In practice, the conscience clause project also includes proposals for the effective protection of the whistle-blower (respect for his or her anonymity if the denunciation is clearly not abusive, compensation for any harm suffered as a result of acting) as well as the extension of proceedings against entities responsible for the aforementioned violations if the information proves well founded.
(1) Namely, an independent body in the country in which the headquarters of the organisation or company for which he or she works or the headquarters of the parent company are located.
Ethics at the heart of European research
Although the European Union has not adopted any position on the specific problem posed by the conscience clause, the ethical dimension of progress in science and technology at European level is receiving increasing attention in the Framework Programmes financed by the EU. Barbara Rhode, head of the unit responsible for 'ethical questions of research and science' at the Research Directorate-General, made the point in Geneva that – in addition to particular attention to sensitive questions raised by the life sciences, such as the use of human embryonic or fœtal tissue or the use of animals – ethical evaluation now extends to other fields, in particular sustainable development and international co-operation.
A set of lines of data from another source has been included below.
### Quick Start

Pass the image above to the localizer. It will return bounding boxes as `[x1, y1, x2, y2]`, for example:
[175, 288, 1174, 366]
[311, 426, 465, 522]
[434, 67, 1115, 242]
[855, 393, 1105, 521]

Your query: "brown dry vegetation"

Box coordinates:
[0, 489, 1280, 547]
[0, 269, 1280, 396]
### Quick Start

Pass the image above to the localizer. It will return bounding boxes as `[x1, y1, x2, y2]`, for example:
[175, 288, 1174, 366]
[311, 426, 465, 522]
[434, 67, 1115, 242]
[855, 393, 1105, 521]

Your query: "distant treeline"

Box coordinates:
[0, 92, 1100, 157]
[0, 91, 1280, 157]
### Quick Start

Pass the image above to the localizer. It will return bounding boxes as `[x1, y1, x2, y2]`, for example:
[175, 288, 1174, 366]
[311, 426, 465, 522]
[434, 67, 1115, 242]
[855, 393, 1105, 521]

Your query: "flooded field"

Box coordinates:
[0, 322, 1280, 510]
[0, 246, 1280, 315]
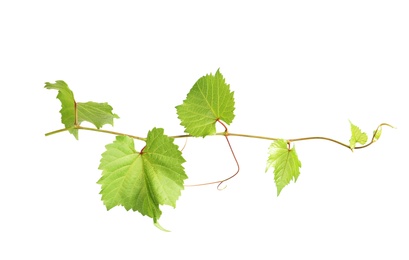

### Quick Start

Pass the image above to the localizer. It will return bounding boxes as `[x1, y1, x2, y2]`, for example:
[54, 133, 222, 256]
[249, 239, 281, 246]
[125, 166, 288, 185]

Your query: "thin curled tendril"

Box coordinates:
[185, 119, 240, 190]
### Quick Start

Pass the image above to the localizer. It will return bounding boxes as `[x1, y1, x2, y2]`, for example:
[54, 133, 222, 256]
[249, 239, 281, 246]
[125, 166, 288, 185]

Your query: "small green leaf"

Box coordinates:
[176, 70, 234, 137]
[77, 101, 119, 129]
[45, 80, 119, 139]
[98, 128, 187, 223]
[266, 139, 301, 196]
[373, 127, 382, 142]
[349, 121, 368, 150]
[44, 80, 78, 139]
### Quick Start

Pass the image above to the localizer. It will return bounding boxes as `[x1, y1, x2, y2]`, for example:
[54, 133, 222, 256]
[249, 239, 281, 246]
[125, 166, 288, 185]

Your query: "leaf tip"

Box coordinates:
[153, 220, 171, 232]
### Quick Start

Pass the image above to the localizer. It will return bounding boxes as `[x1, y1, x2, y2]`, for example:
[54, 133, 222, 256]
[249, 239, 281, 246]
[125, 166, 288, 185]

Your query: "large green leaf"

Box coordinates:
[176, 70, 234, 137]
[349, 121, 366, 150]
[266, 139, 301, 196]
[45, 80, 78, 139]
[45, 80, 119, 139]
[98, 128, 187, 223]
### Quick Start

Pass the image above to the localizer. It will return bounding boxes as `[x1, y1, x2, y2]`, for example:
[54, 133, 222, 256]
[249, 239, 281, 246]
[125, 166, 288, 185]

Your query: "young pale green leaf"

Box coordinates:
[44, 80, 78, 139]
[373, 127, 382, 142]
[77, 101, 119, 129]
[176, 70, 234, 137]
[98, 128, 187, 225]
[349, 121, 368, 150]
[266, 139, 301, 196]
[45, 80, 119, 139]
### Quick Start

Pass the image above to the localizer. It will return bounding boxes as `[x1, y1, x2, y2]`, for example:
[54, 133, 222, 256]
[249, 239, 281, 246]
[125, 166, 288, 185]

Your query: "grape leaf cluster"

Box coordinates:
[45, 70, 388, 231]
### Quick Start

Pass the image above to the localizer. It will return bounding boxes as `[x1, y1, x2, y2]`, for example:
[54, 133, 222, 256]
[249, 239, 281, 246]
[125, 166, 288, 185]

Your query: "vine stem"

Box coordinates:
[45, 122, 395, 190]
[45, 121, 395, 149]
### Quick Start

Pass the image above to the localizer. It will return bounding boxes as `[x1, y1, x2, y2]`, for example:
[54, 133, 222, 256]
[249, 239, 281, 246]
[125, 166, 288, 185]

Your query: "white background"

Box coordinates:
[0, 1, 409, 259]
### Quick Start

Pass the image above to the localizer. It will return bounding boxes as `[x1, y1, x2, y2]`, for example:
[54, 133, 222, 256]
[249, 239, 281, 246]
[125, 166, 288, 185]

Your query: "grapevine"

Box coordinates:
[45, 70, 393, 231]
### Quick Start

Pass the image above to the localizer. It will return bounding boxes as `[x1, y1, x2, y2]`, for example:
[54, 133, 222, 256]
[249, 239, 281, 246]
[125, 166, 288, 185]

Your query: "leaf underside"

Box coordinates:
[98, 128, 187, 223]
[176, 70, 234, 137]
[45, 80, 78, 139]
[45, 80, 119, 139]
[266, 139, 301, 196]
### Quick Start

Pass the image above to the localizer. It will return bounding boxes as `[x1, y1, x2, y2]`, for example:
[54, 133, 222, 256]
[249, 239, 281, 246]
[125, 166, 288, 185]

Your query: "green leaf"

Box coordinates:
[98, 128, 187, 225]
[373, 127, 382, 142]
[45, 80, 78, 139]
[45, 80, 119, 139]
[176, 70, 234, 137]
[349, 121, 368, 150]
[266, 139, 301, 196]
[77, 101, 119, 129]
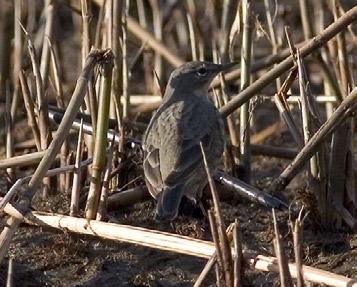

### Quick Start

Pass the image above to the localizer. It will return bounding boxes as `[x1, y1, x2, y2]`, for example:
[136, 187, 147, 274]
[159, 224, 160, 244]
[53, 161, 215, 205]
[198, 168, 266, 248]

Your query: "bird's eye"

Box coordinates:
[197, 67, 207, 76]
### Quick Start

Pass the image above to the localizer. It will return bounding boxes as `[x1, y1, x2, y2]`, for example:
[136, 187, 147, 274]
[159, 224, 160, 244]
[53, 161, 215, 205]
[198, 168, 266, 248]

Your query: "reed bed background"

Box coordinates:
[0, 0, 357, 286]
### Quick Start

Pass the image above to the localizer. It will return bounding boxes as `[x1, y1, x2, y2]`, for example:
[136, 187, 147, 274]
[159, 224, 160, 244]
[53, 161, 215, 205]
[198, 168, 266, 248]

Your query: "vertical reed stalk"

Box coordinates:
[122, 0, 130, 118]
[239, 0, 253, 183]
[0, 51, 110, 262]
[86, 54, 114, 219]
[40, 0, 56, 91]
[11, 0, 23, 118]
[5, 81, 16, 181]
[69, 119, 83, 216]
[19, 71, 41, 151]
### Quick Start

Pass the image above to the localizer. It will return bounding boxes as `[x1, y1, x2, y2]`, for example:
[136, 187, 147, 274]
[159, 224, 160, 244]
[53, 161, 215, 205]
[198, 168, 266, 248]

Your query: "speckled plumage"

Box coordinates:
[143, 62, 232, 220]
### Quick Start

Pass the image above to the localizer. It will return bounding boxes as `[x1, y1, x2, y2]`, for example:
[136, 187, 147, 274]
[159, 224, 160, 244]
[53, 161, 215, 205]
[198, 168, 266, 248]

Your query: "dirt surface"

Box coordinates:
[0, 148, 357, 286]
[0, 1, 357, 287]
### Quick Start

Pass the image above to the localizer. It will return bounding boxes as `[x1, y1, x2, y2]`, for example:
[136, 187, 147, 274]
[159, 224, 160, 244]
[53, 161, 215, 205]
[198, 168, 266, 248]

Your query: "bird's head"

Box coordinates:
[168, 61, 237, 97]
In December 2001, the Commission launched the 'Science and Society action plan' which includes six actions of ethical import. The Codes of conduct for ethics in research is also due to be published shortly by the Union, setting out the various codes of conduct adopted by research bodies, in the EU-15, the future Member States and some other countries such as Israel and Turkey. This inventory will make it possible to analyse their similarities and differences with a view to developing a harmonised and coherent European code of conduct for ethics.